Thursday, April 28, 2016

In what ways is Eliezer "a corpse" at the end of the book Night?

Night is a memoir written by Eliezer Wiesel, describing his experiences in the concentration camps of Nazi Germany. Wiesel was taken as a prisoner and sent to the Auschwitz and Buchenwald camps because he and his family were Jewish.


At the end of the book- the end of his time in the concentration camps- Wiesel is quite nearly a corpse. He has been starved and worked very hard, resulting in dramatic weight loss. Most people who were sent to concentration camps were starved to death, and those that survived the lack of food and hard labor suffered health problems. There are photographs of some of the people who were rescued from concentration camps, and if they were not standing on their own two feet, you might mistake them for dead. The prisoners of the camps, Wiesel included, were not much more than skin and bones, kept alive for the purposes of labor and extended suffering.


On a more emotional level, Wiesel felt robbed of his humanity. Trauma has a nasty way of making people feel inhuman. What is it that makes us people and sets us aside from a corpse? Is it a heartbeat? The presence of brain activity? Or is it our experiences and emotions which set us apart?
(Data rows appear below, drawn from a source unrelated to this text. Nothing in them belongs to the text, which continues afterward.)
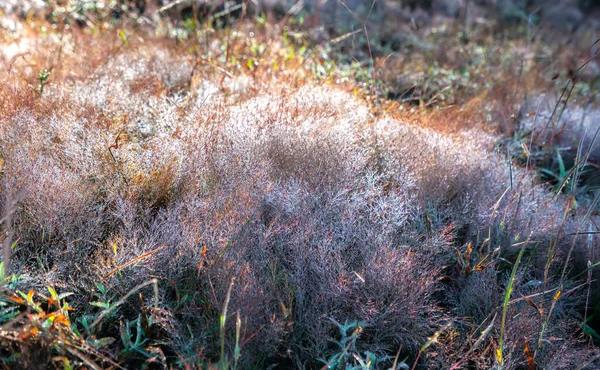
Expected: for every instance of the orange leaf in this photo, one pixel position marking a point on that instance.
(556, 295)
(499, 356)
(17, 300)
(469, 250)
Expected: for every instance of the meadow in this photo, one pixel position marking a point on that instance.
(260, 186)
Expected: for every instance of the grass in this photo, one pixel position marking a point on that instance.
(228, 196)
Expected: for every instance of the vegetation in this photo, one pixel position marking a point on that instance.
(237, 187)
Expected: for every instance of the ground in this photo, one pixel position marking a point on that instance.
(192, 186)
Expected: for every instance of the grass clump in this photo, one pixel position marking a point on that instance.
(228, 197)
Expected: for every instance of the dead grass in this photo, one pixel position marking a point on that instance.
(153, 164)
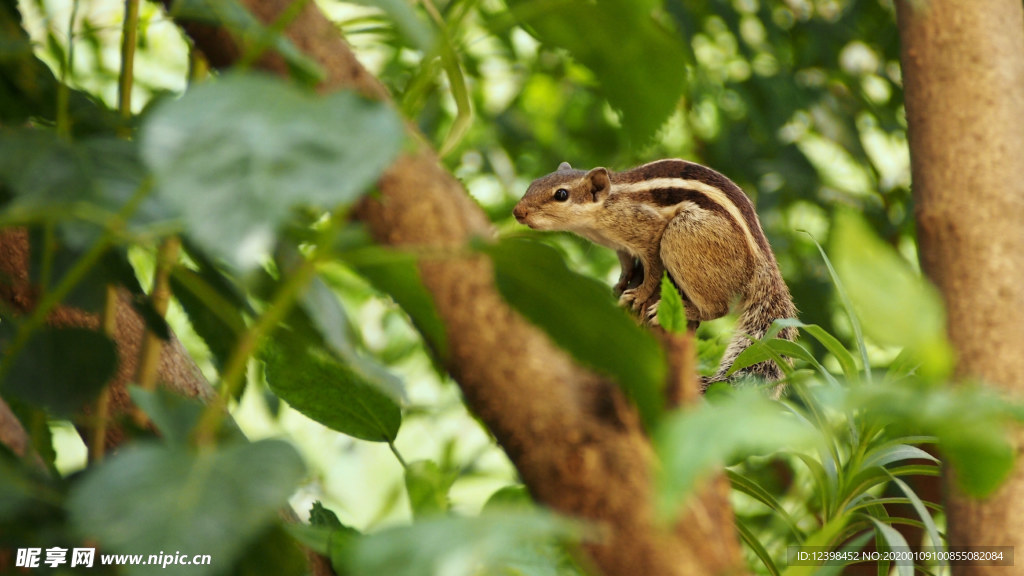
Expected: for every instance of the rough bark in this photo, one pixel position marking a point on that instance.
(177, 370)
(964, 80)
(577, 444)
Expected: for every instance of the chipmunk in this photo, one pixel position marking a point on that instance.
(681, 217)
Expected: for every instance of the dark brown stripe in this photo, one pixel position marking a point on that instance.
(690, 171)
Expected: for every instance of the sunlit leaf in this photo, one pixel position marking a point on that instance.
(233, 165)
(641, 54)
(80, 186)
(580, 316)
(427, 486)
(318, 384)
(897, 306)
(148, 498)
(693, 443)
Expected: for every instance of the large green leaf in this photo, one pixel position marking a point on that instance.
(897, 306)
(315, 382)
(81, 186)
(233, 165)
(580, 316)
(692, 443)
(59, 369)
(150, 498)
(640, 66)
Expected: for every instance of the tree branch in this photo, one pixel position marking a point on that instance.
(964, 78)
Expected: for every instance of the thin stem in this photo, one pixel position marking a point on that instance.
(97, 440)
(394, 450)
(235, 370)
(160, 296)
(129, 38)
(68, 68)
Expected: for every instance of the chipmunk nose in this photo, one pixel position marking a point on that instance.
(520, 212)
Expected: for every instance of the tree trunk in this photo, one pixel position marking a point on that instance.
(964, 79)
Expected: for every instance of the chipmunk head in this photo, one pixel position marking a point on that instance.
(563, 199)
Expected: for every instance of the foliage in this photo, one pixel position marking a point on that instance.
(283, 293)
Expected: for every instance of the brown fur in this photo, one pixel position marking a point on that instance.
(681, 217)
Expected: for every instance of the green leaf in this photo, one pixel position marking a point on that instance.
(322, 312)
(272, 552)
(970, 423)
(233, 165)
(428, 487)
(322, 516)
(148, 498)
(407, 21)
(830, 343)
(59, 369)
(329, 541)
(639, 65)
(919, 506)
(515, 496)
(897, 306)
(858, 335)
(317, 384)
(752, 542)
(210, 313)
(397, 274)
(671, 313)
(492, 543)
(759, 493)
(250, 33)
(80, 186)
(693, 443)
(895, 541)
(895, 453)
(580, 316)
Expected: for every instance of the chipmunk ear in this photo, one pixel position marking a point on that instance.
(600, 183)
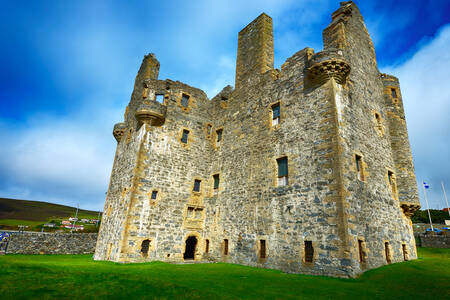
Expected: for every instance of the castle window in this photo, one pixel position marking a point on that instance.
(159, 98)
(392, 183)
(225, 247)
(216, 178)
(405, 252)
(282, 178)
(361, 251)
(191, 213)
(185, 136)
(387, 252)
(144, 247)
(206, 246)
(276, 114)
(185, 100)
(197, 183)
(359, 167)
(145, 92)
(219, 133)
(309, 251)
(262, 248)
(393, 93)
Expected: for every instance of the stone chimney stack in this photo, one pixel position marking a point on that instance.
(255, 50)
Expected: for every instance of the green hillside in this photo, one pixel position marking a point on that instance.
(15, 212)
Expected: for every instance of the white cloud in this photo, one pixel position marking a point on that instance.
(424, 80)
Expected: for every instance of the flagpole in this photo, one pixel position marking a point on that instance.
(445, 196)
(428, 207)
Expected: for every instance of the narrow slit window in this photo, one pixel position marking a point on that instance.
(225, 247)
(405, 252)
(309, 251)
(275, 114)
(216, 182)
(197, 184)
(359, 167)
(185, 100)
(145, 92)
(393, 93)
(159, 98)
(144, 247)
(282, 171)
(392, 183)
(262, 249)
(219, 133)
(207, 246)
(387, 252)
(185, 136)
(361, 251)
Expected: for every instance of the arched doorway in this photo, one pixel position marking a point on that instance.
(189, 251)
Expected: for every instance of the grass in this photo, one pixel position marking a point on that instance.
(78, 276)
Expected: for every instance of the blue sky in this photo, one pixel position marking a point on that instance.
(67, 72)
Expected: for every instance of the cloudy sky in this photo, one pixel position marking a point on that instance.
(67, 72)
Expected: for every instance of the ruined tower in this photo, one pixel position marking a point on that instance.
(306, 169)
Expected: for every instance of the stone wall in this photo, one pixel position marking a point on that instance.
(52, 243)
(433, 240)
(333, 109)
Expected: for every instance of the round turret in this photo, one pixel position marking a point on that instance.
(328, 64)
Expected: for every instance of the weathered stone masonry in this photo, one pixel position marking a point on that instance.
(207, 180)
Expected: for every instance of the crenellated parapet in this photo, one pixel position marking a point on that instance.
(151, 112)
(328, 64)
(119, 130)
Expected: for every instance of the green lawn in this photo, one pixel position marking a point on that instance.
(79, 277)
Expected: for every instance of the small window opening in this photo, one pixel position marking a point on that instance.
(275, 114)
(359, 167)
(309, 251)
(197, 183)
(225, 247)
(378, 119)
(191, 213)
(262, 249)
(145, 92)
(405, 252)
(185, 136)
(219, 133)
(144, 247)
(159, 98)
(393, 93)
(361, 251)
(185, 100)
(387, 252)
(216, 182)
(282, 171)
(207, 246)
(392, 183)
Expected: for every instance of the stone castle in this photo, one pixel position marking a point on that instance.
(307, 169)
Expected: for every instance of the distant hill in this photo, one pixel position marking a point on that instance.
(14, 209)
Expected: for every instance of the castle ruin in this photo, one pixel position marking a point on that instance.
(307, 169)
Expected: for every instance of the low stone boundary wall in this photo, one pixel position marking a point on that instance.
(52, 243)
(433, 240)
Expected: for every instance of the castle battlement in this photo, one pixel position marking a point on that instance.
(307, 169)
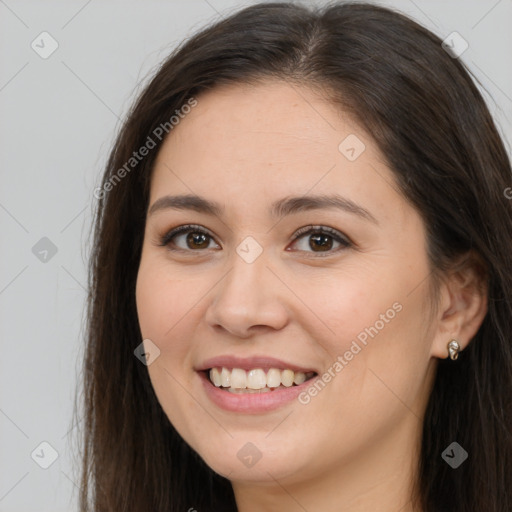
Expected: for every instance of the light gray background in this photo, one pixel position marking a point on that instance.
(58, 117)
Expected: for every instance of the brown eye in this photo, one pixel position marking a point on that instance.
(320, 239)
(188, 238)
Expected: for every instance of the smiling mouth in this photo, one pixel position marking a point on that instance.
(237, 380)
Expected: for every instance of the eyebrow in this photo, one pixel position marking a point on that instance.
(282, 207)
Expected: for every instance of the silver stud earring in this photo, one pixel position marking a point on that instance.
(453, 349)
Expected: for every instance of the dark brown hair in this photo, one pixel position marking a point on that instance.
(430, 122)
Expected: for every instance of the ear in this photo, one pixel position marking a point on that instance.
(462, 305)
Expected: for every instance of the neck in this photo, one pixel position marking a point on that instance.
(381, 478)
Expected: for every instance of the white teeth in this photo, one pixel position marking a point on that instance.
(287, 378)
(215, 377)
(238, 378)
(299, 378)
(225, 376)
(256, 380)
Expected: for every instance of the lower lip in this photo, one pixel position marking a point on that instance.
(252, 402)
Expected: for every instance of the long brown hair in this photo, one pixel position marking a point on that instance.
(431, 123)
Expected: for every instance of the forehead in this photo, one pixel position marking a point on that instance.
(268, 140)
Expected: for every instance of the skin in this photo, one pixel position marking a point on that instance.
(354, 446)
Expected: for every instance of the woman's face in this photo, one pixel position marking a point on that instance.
(243, 289)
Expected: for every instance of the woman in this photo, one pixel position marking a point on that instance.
(300, 287)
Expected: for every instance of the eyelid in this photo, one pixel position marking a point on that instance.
(337, 235)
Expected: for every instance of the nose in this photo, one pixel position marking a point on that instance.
(249, 299)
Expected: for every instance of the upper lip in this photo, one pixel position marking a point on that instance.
(250, 363)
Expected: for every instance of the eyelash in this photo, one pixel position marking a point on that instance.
(166, 239)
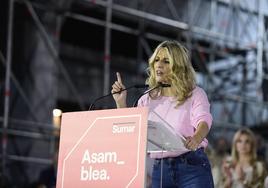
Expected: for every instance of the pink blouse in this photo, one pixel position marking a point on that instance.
(184, 118)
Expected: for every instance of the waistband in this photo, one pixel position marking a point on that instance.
(181, 158)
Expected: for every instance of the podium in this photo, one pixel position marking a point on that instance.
(108, 148)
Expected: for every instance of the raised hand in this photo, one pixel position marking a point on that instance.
(120, 98)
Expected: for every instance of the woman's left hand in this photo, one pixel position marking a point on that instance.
(192, 143)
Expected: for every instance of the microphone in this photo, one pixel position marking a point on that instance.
(137, 86)
(160, 84)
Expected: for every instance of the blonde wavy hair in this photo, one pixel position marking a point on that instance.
(253, 152)
(182, 76)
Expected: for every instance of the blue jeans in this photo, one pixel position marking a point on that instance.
(189, 170)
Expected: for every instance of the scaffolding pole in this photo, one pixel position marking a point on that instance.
(7, 83)
(107, 48)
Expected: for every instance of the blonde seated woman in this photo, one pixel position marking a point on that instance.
(242, 169)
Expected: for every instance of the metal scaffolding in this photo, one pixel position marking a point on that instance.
(227, 41)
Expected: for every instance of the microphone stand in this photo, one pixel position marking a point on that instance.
(110, 94)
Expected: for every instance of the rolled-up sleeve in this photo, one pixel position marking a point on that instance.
(200, 110)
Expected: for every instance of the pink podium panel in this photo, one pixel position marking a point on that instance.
(104, 148)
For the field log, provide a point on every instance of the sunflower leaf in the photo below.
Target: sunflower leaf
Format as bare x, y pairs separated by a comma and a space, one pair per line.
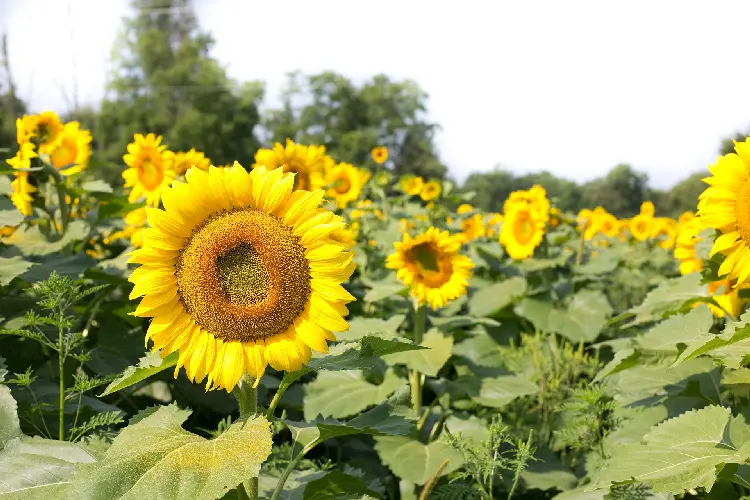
156, 458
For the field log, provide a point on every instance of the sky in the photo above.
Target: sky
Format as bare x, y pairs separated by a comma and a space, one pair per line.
571, 87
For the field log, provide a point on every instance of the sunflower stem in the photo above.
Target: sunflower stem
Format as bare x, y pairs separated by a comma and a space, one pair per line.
415, 378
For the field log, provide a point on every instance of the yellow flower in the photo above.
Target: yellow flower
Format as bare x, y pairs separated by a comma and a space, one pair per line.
308, 162
464, 208
430, 264
150, 170
725, 206
240, 272
182, 161
345, 183
23, 156
411, 185
73, 149
430, 190
22, 190
380, 154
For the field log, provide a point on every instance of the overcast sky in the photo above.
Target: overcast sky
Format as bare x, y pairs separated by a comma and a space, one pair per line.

The people in concentration camps were denied their humanity and the rights owed with that recognition. The extreme circumstances they were forced to live (and die) under were an external denial of humanity, but had the result of an internal incapability to feel or care about anything other than basic survival. When people undergo starvation, instinct takes over and the brain begins to focus on little other than food. The feelings of happiness, sadness, excitement all come to revolve around food for the duration of the starvation. To be reduced down to our most basic instinct of eating can make us feel we are not much more than a body. Extreme stress, like starvation, can make us feel like we are lacking in the humanity that sets us apart.


Elie Wiesel likening himself to a corpse quite succinctly describes the physical, social, and psychological effects of his prolonged trauma.